Life

My partner wants an open marriage – what should I do?

Therapist Charlotte Monk gives her insight.

Are you open to the idea?
A couple holding hands Are you open to the idea? (Alamy Stock Photo)

There’s been a rise in ethical non-monogamy, that is, an arrangement between romantic partners that’s different from the traditional monogamous one. An open relationship can mean sex with other people or additional romantic relationships. So, what would you do if your spouse suggests this route?

BACP-registered relationship therapist Charlotte Monk says such a conversation is bound to evoke “a myriad of thoughts and emotions” and offers her advice for couples exploring the option.

“This situation requires careful handling, as it can trigger insecurities, fears, resentment as well as passion, intrigue and sexual fantasy,” she says.

“You could reflect on the idea that marriage in modern society is expected to fulfil a number of key roles, which are often contradictory in their very nature: stability yet spontaneity, commitment and emotional safety yet sexually dynamic and passionate, financial security and family responsibility, yet allowing space to embrace and express the self.

(Alamy Stock Photo)

“For some couples, the venture into an open marriage can ease some of these societal pressures and indeed ignite an Eros that was starting to burn out. I wonder, what could openness in the marriage be representing? Emotional intimacy, sexual desires, an exploration of the self, social stimulation? Being curious about each other and having a shared meaning will encourage ongoing open, honest communication.”

How to talk about it

It is, of course, vital to establish if you are both on the same page, says Monk.

“If only one person wants to have an open marriage and the other feels coerced or obliged to agree, then it will cause huge problems that can lead to the breakdown of the relationship. Mutual respect is a core prerequisite to a healthy open relationship.

“Have a brave, candid conversation about why you want an open marriage,” she suggests. “What are the positives you imagine and what desires are you seeking to fulfil? Equally, share your deepest fears and concerns.”

One-sided non-monogamy – when one person stays monogamous but the other explores other options – can be possible, she says, “but the monogamous partner must feel like they are a valued voice in detailing the boundaries that will act to protect the equality, trust and intimacy of the marital relationship”.

(Alamy Stock Photo)

What if can’t agree?

“If there is a strong difference of opinion, then seeking relationship counselling with a trained and registered professional, who is accepting of non-monogamous relationships, can be really useful to explore these intricacies in a safe, confidential, non-judgemental space,” Monk says.

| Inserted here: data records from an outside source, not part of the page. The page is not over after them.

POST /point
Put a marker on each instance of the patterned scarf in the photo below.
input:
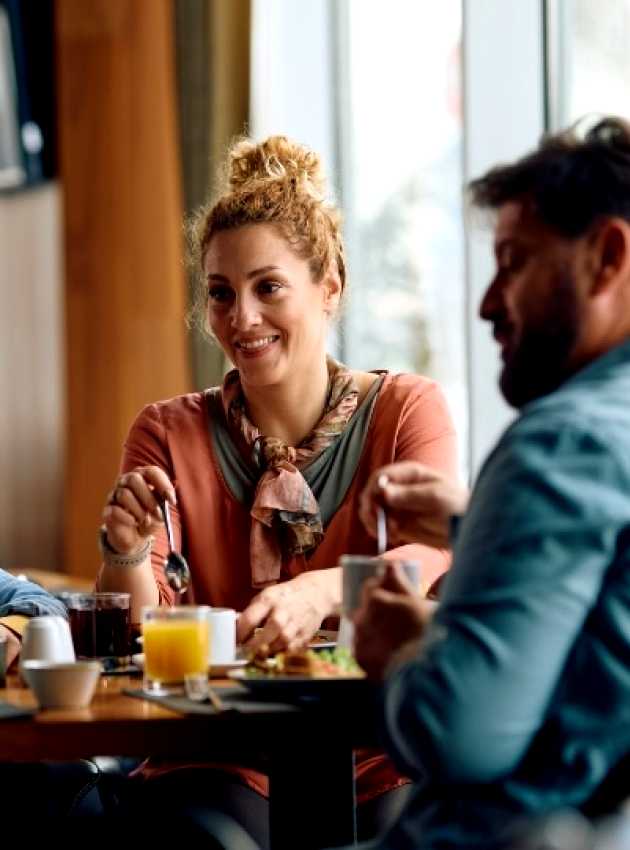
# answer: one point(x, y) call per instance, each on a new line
point(285, 514)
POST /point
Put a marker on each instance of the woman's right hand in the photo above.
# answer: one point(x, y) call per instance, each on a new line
point(132, 512)
point(418, 501)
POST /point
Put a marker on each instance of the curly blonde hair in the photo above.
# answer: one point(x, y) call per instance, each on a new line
point(278, 182)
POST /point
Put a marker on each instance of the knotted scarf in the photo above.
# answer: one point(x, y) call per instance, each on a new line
point(286, 520)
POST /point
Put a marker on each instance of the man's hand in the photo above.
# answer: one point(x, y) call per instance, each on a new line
point(14, 644)
point(391, 615)
point(418, 501)
point(288, 613)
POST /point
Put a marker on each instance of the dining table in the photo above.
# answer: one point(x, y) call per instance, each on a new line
point(306, 745)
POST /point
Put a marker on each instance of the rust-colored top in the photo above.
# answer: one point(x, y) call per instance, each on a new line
point(410, 421)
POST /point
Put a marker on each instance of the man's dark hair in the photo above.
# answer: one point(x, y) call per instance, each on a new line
point(571, 179)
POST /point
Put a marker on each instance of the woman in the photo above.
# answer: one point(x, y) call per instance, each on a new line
point(264, 473)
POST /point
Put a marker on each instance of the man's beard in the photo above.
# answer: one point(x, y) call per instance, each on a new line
point(541, 360)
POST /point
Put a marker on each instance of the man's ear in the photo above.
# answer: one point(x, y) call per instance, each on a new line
point(332, 291)
point(612, 252)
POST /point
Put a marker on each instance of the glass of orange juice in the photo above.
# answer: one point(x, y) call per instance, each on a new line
point(176, 645)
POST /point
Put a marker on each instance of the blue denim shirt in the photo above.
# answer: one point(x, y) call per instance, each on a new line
point(24, 597)
point(519, 701)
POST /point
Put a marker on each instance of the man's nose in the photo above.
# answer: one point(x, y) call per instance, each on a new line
point(491, 303)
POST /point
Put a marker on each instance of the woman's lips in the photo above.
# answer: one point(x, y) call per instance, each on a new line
point(251, 349)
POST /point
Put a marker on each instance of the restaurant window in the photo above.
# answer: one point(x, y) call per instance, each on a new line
point(400, 132)
point(406, 101)
point(588, 59)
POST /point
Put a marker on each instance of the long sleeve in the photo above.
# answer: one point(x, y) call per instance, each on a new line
point(530, 559)
point(426, 435)
point(26, 598)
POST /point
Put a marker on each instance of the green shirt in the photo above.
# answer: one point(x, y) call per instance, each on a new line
point(519, 702)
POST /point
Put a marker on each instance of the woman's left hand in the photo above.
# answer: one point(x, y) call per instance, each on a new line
point(289, 613)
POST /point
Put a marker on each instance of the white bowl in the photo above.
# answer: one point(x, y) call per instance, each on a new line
point(62, 684)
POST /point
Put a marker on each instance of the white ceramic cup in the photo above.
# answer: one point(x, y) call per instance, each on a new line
point(62, 684)
point(356, 569)
point(222, 636)
point(47, 639)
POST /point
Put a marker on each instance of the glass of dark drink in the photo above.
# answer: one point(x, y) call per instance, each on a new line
point(100, 625)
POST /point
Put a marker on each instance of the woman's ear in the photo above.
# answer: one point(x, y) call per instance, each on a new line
point(332, 291)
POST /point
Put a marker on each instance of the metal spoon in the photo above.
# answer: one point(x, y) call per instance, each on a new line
point(381, 530)
point(176, 569)
point(381, 520)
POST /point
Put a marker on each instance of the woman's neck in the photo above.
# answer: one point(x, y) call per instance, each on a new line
point(289, 411)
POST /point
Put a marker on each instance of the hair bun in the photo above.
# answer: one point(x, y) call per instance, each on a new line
point(277, 158)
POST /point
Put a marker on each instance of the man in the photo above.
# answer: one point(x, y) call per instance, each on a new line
point(20, 600)
point(513, 700)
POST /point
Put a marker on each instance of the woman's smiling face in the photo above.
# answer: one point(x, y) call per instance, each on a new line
point(264, 308)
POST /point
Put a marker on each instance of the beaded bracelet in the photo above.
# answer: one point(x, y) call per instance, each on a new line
point(112, 558)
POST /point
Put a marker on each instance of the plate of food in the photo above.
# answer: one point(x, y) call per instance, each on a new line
point(304, 674)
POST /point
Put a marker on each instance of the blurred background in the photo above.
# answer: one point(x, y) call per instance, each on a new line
point(114, 115)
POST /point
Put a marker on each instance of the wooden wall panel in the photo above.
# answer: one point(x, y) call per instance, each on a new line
point(125, 288)
point(31, 379)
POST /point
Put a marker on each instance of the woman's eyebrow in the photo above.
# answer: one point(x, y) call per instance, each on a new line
point(254, 273)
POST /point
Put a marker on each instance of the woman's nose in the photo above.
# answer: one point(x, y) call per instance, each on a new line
point(244, 314)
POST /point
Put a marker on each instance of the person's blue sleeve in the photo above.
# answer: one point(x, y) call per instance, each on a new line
point(24, 597)
point(530, 558)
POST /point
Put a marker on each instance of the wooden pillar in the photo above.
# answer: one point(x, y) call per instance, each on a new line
point(125, 284)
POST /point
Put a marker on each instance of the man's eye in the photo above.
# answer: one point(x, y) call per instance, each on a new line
point(219, 294)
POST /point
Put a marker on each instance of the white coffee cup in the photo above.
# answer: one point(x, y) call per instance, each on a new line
point(356, 569)
point(222, 636)
point(47, 639)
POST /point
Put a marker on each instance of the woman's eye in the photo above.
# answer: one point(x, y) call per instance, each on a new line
point(268, 287)
point(219, 294)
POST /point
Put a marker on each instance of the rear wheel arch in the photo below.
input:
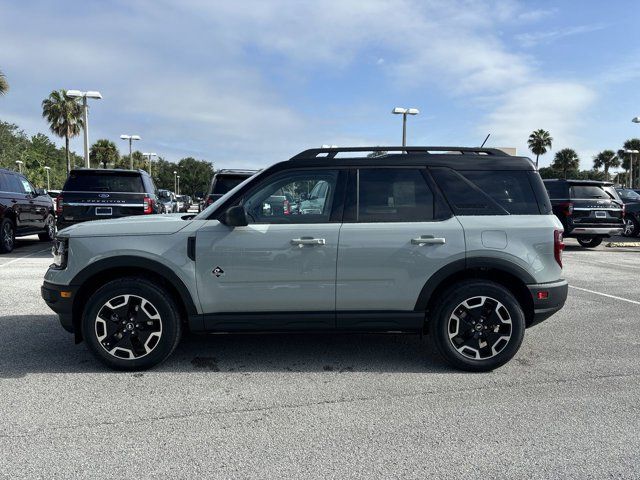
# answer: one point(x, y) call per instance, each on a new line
point(99, 273)
point(512, 277)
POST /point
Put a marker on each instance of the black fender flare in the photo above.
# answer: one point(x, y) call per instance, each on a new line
point(467, 264)
point(133, 262)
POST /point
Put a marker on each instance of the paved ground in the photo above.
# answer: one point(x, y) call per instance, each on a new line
point(366, 406)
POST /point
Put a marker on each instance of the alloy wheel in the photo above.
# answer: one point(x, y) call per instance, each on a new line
point(480, 328)
point(128, 327)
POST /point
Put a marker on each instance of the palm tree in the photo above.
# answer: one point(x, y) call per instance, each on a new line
point(4, 85)
point(104, 151)
point(607, 159)
point(539, 141)
point(565, 160)
point(64, 115)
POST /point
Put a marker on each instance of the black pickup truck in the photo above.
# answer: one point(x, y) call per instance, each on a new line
point(589, 210)
point(97, 194)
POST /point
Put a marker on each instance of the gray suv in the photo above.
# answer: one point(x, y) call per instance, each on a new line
point(457, 243)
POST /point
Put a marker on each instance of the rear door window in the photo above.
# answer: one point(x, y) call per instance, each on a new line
point(93, 182)
point(393, 195)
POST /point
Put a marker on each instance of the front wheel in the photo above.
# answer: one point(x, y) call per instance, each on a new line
point(631, 227)
point(477, 325)
point(131, 324)
point(589, 242)
point(49, 233)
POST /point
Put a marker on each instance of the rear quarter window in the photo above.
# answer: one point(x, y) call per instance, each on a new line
point(83, 182)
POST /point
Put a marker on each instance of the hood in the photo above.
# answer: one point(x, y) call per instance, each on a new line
point(136, 225)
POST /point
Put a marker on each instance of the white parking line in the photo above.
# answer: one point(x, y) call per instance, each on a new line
point(26, 256)
point(606, 295)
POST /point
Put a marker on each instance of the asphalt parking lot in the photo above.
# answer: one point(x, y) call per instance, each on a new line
point(294, 406)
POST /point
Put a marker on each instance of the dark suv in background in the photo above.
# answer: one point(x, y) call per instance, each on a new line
point(97, 194)
point(24, 210)
point(589, 210)
point(225, 180)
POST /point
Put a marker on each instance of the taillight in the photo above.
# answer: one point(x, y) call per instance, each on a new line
point(558, 246)
point(567, 208)
point(148, 205)
point(59, 205)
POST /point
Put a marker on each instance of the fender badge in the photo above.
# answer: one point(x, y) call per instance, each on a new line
point(218, 272)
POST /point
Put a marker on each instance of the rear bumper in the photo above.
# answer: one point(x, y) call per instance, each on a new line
point(556, 296)
point(596, 231)
point(63, 306)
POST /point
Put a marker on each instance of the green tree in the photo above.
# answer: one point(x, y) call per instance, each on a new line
point(4, 85)
point(566, 160)
point(104, 152)
point(539, 141)
point(64, 115)
point(606, 159)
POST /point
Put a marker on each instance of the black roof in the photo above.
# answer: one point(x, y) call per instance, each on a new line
point(459, 158)
point(573, 181)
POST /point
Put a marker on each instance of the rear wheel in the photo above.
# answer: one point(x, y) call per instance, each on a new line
point(631, 227)
point(131, 324)
point(477, 325)
point(49, 229)
point(7, 236)
point(589, 242)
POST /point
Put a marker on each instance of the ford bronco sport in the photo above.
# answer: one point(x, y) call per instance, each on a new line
point(457, 243)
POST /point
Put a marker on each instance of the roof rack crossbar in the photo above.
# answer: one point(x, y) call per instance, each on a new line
point(333, 151)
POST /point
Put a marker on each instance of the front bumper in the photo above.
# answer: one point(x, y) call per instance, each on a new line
point(59, 302)
point(596, 231)
point(543, 308)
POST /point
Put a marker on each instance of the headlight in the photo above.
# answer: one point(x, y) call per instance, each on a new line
point(59, 252)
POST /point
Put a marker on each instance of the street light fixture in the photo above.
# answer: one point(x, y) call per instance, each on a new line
point(404, 112)
point(85, 113)
point(47, 170)
point(631, 154)
point(131, 138)
point(149, 155)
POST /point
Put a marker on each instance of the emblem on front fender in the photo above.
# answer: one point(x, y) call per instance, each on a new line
point(218, 272)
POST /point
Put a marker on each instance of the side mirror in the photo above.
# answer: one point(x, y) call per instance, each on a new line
point(236, 217)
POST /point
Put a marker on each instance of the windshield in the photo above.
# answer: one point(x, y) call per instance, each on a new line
point(207, 211)
point(104, 182)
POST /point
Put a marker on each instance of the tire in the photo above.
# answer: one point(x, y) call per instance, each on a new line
point(131, 324)
point(50, 229)
point(7, 236)
point(468, 342)
point(631, 227)
point(589, 242)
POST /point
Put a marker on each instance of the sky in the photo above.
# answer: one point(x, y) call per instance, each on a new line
point(247, 83)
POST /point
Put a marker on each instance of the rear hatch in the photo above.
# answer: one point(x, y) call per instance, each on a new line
point(595, 205)
point(95, 195)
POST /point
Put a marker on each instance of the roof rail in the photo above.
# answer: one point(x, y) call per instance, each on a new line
point(333, 151)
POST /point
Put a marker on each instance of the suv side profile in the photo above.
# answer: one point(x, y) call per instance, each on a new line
point(589, 210)
point(458, 243)
point(24, 210)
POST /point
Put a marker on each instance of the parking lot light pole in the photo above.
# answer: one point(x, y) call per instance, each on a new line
point(631, 154)
point(404, 112)
point(47, 170)
point(149, 155)
point(85, 113)
point(131, 138)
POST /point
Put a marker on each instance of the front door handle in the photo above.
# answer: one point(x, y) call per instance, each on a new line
point(302, 241)
point(428, 240)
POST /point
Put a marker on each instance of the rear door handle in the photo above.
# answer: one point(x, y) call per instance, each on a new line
point(302, 241)
point(428, 240)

If you both agree to an open marriage, she says it’s “paramount” to have a conversation exploring and agreeing rules and boundaries in depth, that will protect each person physically and emotionally.

“Physically, you might consider exploring safe sex practices, contraception, whether your home space is used or kept just for yourselves, and what intimate behaviours are OK to engage in with others – are there any that are kept solely for yourselves, or is it a no holds barred situation?”

Emotional safety is another area of importance. “Consider asking each other: do you want to know about each other’s partners and whereabouts, or would you rather not know all the details? Do you want to be able to call your partners to chat, text each other or go on dates? Do you share details about your marital relationship? Will you say: ‘I love you’? How much time or money will be allocated to spend with partners and on activities?”

(Alamy Stock Photo)

Don’t be afraid to, or avoid having, the difficult conversations and check in regularly with each other, she suggests. “No one is immune to jealousy, resentment, hurt or insecurity. If these can be shared with your spouse then you stand a better chance of maintaining a deep, empathic connection and shared vulnerability, which prioritises your marital partner and the relationship you share. If these feelings are left to fester, the damage can be irreparable.”

Monk believes that a carefully negotiated and agreed open marriage “can be wonderfully affirming, creating an environment that encourages freedom of expression, stress reduction and contentment”.

She says: “This openness can create a greater appreciation for your spouse. However, it’s certainly not for everyone and one-size does not fit all.”

If you are considering an open relationship, there is an abundance of resources online, books, communities and relationship therapists that will help you to make an empowered decision.